LES YEUX NE DISPARURENT PAS
LES YEUX NE DISPARURENT PAS
1.
« Vous aurez beau bâtir des églises, jalonner les chemins de chapelles et de croix, vous n'empêcherez pas les dieux de l'ancienne Thessalie de réapparaître à travers les chants des poètes et les livres des savants. »
(Hawthorne cité par Jean Ray in « Malpertuis »).
La culture est le vecteur des dieux anciens. Ils sont là, dans les romans, les films, les jeux vidéos, et je ne sais pas s'ils sont bienveillants...
2.
« Il murmura une prière qu'il n'acheva pas dans ce monde. »
(Jean Ray, « Malpertuis »)
C'est le genre d'effet que cultive le style classique. Jean Ray fut certainement l'un des derniers maîtres d'une langue française variée, imagée, nuancée, fluide et allusive, élégante, efficace.
3.
« Sans mon excellent maître, le bon abbé Doucedame, qui m'obligea souvent à voir au lieu de regarder, je me serais détourné de la tâche entreprise. »
(Jean Ray, « Malpertuis », [Le narrateur Grandsire])
« voir au lieu de regarder » : c'est aussi la leçon de Sherlock Holmes, de la science et de la philosophie. Ah ça, il y faut de la cervelle. Sinon, zavez qu'à faire de la politique.
4.
« Le corps d'Euryale trépidait d'une vie méchante, ses mains se levaient, montaient à la hauteur de ce cou. »
(Jean Ray, « Malpertuis », [Le narrateur Grandsire])
Il est question aussi de « griffes féroces » et de « terribles yeux ». C'est presque comique, grotesque. Euryale, qui est, selon le narrateur Jean-Jacques Grandsire, prise de jalousie, est sur le point d'étrangler sa « rivale ». Mais les lois et les mystères de Malpertuis ne le permettent pas.
5.
« Une longue lévite.... une barbe d'argent, de grands yeux sévères et en même temps infiniment tristes.
- Eisengott ! »
(Jean Ray, « Malpertuis », [Le narrateur])

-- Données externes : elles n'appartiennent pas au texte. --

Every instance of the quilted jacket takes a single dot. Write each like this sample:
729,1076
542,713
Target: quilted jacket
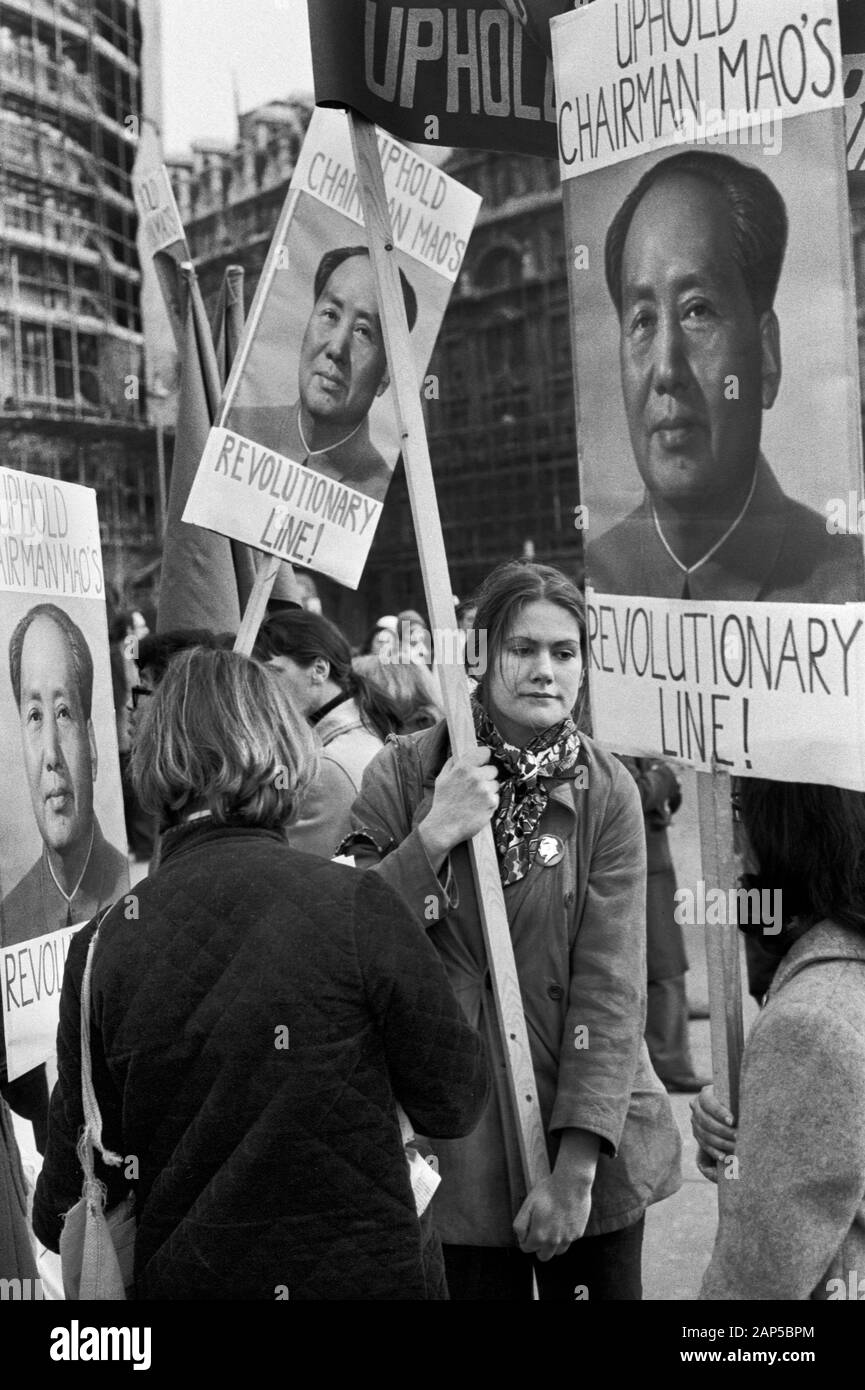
252,1033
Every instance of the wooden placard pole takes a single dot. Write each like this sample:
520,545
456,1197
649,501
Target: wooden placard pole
440,605
722,944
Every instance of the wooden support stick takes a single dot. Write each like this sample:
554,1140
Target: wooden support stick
440,603
266,577
722,944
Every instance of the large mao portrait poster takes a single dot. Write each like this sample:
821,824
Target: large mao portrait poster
308,438
63,844
716,377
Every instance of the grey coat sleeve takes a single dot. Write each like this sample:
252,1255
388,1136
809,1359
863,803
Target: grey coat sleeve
607,998
384,838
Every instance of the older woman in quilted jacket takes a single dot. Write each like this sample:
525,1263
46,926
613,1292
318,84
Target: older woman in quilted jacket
568,829
257,1014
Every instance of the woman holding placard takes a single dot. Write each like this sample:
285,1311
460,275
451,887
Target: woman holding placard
568,829
793,1221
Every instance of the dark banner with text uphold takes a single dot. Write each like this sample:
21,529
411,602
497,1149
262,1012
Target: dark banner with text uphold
469,72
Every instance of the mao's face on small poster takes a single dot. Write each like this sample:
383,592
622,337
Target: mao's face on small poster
716,381
316,385
308,441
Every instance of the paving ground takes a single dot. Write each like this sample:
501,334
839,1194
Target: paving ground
680,1232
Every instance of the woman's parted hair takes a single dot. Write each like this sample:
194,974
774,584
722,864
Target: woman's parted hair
506,591
305,637
410,685
221,734
808,843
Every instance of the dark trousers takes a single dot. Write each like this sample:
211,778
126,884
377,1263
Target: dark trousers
600,1268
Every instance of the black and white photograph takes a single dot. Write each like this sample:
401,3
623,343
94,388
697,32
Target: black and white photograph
431,677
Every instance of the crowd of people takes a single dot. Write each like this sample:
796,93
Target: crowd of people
296,1051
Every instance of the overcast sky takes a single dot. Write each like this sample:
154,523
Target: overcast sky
266,45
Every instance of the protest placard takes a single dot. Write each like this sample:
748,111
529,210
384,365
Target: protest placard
308,439
714,330
164,236
456,74
854,96
63,840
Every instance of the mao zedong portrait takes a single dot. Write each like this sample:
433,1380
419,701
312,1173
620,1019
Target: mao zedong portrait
693,262
78,872
341,373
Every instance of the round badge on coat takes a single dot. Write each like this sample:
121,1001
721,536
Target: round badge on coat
551,851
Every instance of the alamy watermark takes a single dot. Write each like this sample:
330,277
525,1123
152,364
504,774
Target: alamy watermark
729,906
711,125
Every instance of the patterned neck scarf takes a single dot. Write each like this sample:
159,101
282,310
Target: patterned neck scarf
523,795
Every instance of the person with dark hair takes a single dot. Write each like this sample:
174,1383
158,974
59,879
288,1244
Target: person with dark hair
255,1027
666,962
342,370
568,830
793,1222
152,656
351,716
78,870
693,262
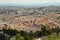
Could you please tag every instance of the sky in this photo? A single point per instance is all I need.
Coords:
(28, 1)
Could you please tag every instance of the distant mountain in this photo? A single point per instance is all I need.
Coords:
(31, 4)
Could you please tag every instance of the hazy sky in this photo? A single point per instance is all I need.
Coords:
(28, 1)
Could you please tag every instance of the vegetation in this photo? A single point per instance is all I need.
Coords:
(23, 35)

« Das Eisen », c'est le fer, si je ne me trompe. D'où les « yeux sévères » du serviteur de Dieu ; et leur infinie tristesse, vu que Malpertuis est plein de maléfices et de morts d'un genre pas naturel du tout : exemple, la tête clouée qui chante : « Je suis la rose de Saaron... », c'est pas courant tout de même hein.
6.
« Les trois dames Cormélon, réunies en une masse compacte de voiles, bondissaient à travers l'espace comme une grosse boule de brouillard noir où grouillaient d'indistinctes horreurs. »
(Jean Ray, « Malpertuis », [Le narrateur Grandsire])
Une des caractéristiques de l'épouvante littéraire : l'indescriptible. Le conteur de maléfices fixe lui-même les limites de ses évocations. Certes, le styliste pourrait prolonger, rentrer dans les détails, mais il s'y refuse, soit par humilité, soit, plus vraisemblablement, par souci d'efficacité. La description horrifique, en se prolongeant exagérément, pourrait vite ennuyer le lecteur. C'est la leçon des conteurs de métier ; celle aussi de Lovecraft, qui est sans doute un de ceux qui ont poussé la phrase d'épouvante au plus près de ce que l'on ne peut dire...
7.
« La spagirie, la nécromancie, la géomancie et autres sciences relevant de la magie noire, rouge et blanche, ont daigné faire confidence à mes veilles studieuses. »
(Jean Ray, « Malpertuis », [Doucedame-le-Vieil])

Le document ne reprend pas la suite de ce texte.